Alle S3/6 haben ein Vierzylinder-Verbund-Triebwerk, d.h. der Dampf leistet in den innenliegenden Hochdruckzylinder Arbeit, entspannt etwas und wird dann durch die außenliegenden Niederdruckzylinder geleitet, wo er noch weiter expandiert. Anschließend gelangt er durch Blasrohr und Schornstein ins Freie. Eine solche Lok ist im Kohleverbrauch sehr sparsam, da der Dampf sehr gut ausgenutzt wird. Dafür sind die Vierzylinder-Verbund-Triebwerke sehr kompliziert aufgebaut und bedürfen einer sehr intensiven Wartung.
Mit Ausnahme der Serien d und e, die einen Kuppelraddurchmesser von 2.000 mm aufwiesen, hatten die S 3/6 einen Kuppelraddurchmesser von 1.870 mm, der einen Einsatz sowohl im Hügelland als auch im Flachland zuließ.
Die zulässige Höchstgeschwindigkeit der Lokomotiven lag unabhängig vom Treibraddurchmesser bei 120 km/h; die Leistung wurde im Beschaffungszeitraum von 1.770 PS auf 1.830 PS gesteigert
Nach dem Ersten Weltkrieg mussten 19 Lokomotiven, darunter einige fabrikneue Fahrzeuge, im Rahmen der Waffenstillstandsvereinbarungen an Frankreich und Belgien übergeben werden. Die restlichen gelangten an die Deutsche Reichsbahn. Dort erhielten sie 1926 die Betriebsnummern 18 401- 434, 18 441 - 458 und 18 461- 478. Besondere Bekanntheit erlangten die S 3/6 durch ihren Einsatz als Zugmaschine des ab 1928 verkehrenden Rheingold.
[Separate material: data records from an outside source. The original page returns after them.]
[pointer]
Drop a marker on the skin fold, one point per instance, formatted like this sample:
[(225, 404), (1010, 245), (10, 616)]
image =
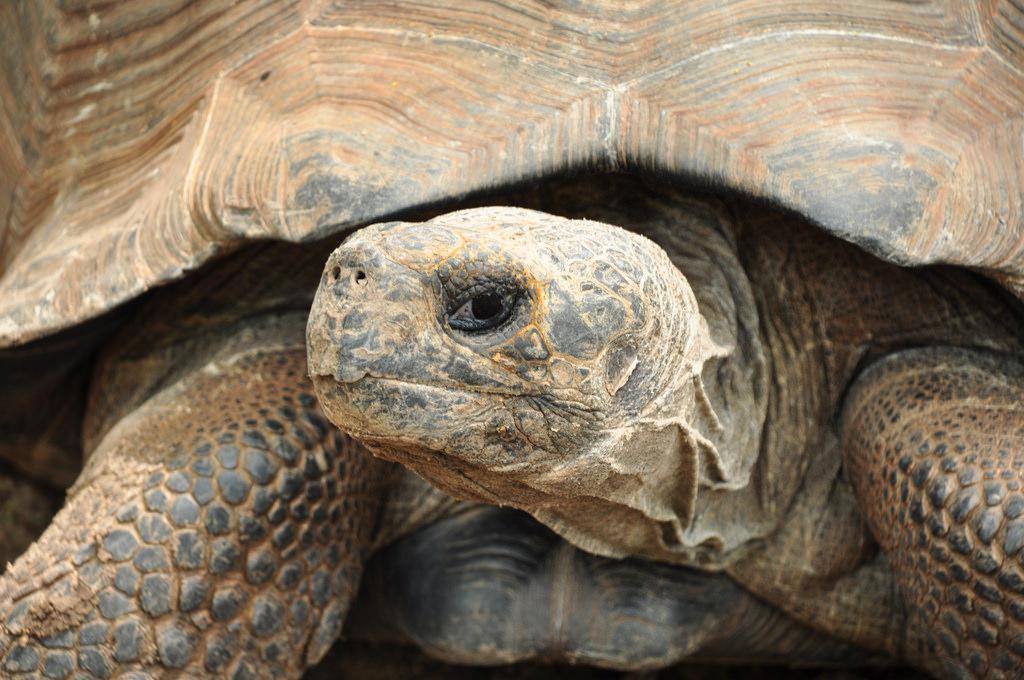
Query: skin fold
[(676, 397)]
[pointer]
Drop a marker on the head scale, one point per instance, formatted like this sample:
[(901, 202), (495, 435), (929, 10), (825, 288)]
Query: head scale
[(517, 357)]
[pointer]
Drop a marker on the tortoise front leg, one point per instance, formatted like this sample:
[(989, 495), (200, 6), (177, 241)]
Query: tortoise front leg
[(934, 444), (218, 530)]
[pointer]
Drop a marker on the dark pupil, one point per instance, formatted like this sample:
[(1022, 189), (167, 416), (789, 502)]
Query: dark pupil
[(486, 306)]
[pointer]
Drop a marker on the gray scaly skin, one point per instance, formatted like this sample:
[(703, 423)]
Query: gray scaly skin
[(220, 526), (682, 405)]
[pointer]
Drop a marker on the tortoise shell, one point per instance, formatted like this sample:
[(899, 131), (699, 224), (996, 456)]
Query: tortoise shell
[(138, 140)]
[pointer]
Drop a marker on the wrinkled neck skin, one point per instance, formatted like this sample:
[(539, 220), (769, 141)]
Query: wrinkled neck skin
[(678, 480), (638, 433)]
Serie k (zu der die 18 505 gehört):
Weil die Einheitslokomotiven noch nicht gebaut waren, beschaffte die Zweigstelle Bayern des Reichsverkehrsministeriums die bewährte S 3/6 weiter. 1923 und 1924 lieferte Maffei die Bauserie k mit insgesamt 30 Exemplaren. Sie wurden noch mit den bayerischen Loknummern 3680 - 3709 abgeliefert und erhielten 1926 die Betriebsnummern 18 479 bis 18 508. Von den Vorgängerserien unterschieden sie sich technisch vor allem durch einen etwas größeren Überhitzer und optisch durch ein Führerhaus ohne Windschneide, dessen Seitenwände ebenso wie bei den späteren Einheitslokomotiven im Bereich der Fenster abgeschrägt waren.
Die hier gezeigte Lok 18 505 steht im Eisenbahnmuseum der DGEG in Neustadt an der Weinstraße und kann dort besichtigt werden. Die letzte dieser Maschinen, die 18 508, ist im Privatbesitz und in der Schweiz abgestellt. (Locorama Romanshorn).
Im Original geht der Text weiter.